Показывая действие разделов, я невольно затронул пример наибольшей силы разделов,— этот случай (Маяковский) совпал со случаем, когда стих = одному слову. Если встащить, что при vers libre строки резко отличаются количеством слов, и что vers libre представляет ‘переменную метрическую’ систему,— станет ясно, что он является такой же ‘переменной’ системой и в семантическом отношении: выдвигая одни слова, пряча и сближая другие,— он как бы перераспределяет семантический вес предложения.
‘Объятность’ каждого слова в стихе дает необычайные результаты на примере служебных слов, которые по длительности занимают в стихе видное место:
И в пеленах оставила свирель, Которую сама заворожила.
Здесь слово ‘которую’ настолько динамизовано, что уж вовсе не соответствует своему скромному назначению и тусклым признакам значения, и, динамизованное, оно заполняется колеблющимися признаками, выступающими в нем.
Эту динамизацию слова в стихе, усиление его значения, наблюл в свое время А. С. Шишков, один из замечательных русских семасиологов 75.
По поводу Сумароковской басни он делает следующее замечание:
‘Толчки проезжий чует
И в нос, и в рыло, и в бока,
Однако, епанча гораздо жестока:
Хлопочет,
И с ним идти не хочет.
‘В таком стихотворении (т.-е. стихе, Ю. Т.), каким пишутся притчи, басни и сказки, требующем простого, свободного и забавного слога, одинаковой меры стихи не так удобны для игры и шуток, как стихи разной меры, т.-е. длинные перемешанные с короткими, часто из одного слова состоящими. Напр., глагол ‘хлопочет’, заступающий место целого стиха, не мог бы иметь той силы, когда бы вместе с другими словами, а не один особенно стоял. Он здесь по двум причинам хорош: первое, что стоя один, лучше показывает силу свою, второе, что соединяет в себе два понятия, ибо хлопочет, говоря о человеке, значит суетится, заботится, говоря же о бездушной вещи, значит, беспрестанно хлопает, трепещет.
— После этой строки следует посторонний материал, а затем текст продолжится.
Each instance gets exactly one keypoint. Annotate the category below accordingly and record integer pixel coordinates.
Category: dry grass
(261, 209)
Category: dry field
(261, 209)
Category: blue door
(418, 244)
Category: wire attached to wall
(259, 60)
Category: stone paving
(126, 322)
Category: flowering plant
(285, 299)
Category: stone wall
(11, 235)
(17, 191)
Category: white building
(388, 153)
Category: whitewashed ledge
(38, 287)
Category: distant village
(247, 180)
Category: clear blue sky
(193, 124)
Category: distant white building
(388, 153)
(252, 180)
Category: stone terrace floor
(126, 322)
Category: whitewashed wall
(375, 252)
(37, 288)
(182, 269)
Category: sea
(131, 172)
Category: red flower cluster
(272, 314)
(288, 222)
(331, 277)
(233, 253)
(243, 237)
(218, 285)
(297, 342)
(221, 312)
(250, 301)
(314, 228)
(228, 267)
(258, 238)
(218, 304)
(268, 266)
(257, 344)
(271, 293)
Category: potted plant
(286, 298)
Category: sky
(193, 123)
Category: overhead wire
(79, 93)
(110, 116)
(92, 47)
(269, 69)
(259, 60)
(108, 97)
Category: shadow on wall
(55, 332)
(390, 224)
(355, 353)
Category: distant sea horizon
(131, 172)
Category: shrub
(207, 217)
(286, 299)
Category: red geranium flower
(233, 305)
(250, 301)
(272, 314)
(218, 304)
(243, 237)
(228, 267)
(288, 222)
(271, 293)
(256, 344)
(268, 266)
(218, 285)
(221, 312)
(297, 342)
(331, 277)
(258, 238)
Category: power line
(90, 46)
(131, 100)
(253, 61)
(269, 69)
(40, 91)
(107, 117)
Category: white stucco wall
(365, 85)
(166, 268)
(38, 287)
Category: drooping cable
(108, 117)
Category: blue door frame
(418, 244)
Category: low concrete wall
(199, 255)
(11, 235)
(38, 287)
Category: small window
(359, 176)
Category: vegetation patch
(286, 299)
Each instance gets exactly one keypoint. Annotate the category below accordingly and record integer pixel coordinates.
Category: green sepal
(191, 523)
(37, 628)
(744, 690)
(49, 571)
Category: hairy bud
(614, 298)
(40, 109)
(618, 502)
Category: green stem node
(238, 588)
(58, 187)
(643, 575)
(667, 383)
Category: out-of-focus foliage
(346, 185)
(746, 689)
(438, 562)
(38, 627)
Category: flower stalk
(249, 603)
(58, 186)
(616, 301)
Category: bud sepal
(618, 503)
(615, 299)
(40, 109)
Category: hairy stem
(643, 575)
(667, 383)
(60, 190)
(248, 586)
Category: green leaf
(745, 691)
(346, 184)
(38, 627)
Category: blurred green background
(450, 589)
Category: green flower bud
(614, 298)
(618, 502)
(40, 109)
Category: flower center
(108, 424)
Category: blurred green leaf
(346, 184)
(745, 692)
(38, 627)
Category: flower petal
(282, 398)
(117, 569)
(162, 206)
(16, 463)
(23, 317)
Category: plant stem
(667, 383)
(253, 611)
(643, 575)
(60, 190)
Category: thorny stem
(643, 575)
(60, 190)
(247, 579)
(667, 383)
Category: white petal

Сие последнее знаменование оного можем мы почувствовать из того, что глаголов топает, хлопает, в учащательном иначе сказать не можем, как топочет, хлопочет. Епанча представляет здесь и то и другое: в одном случае глагол хлопочет, точно также, как и не хочет, изображает в ней некое одаренное чувствами существо, в другом случае тот же глагол хлопочет, изображает ее как вещь бесчувственную, трепещущую от ветра.
Сие соединение понятий в одном и том же слове делает красоту изображений, ибо кратким изречением многие, мысли в уме рождает’76.
Здесь очень хорошо оттенена и динамизация слова в стихе,— и проистекающая отсюда подчеркнутость столкновения основных признаков.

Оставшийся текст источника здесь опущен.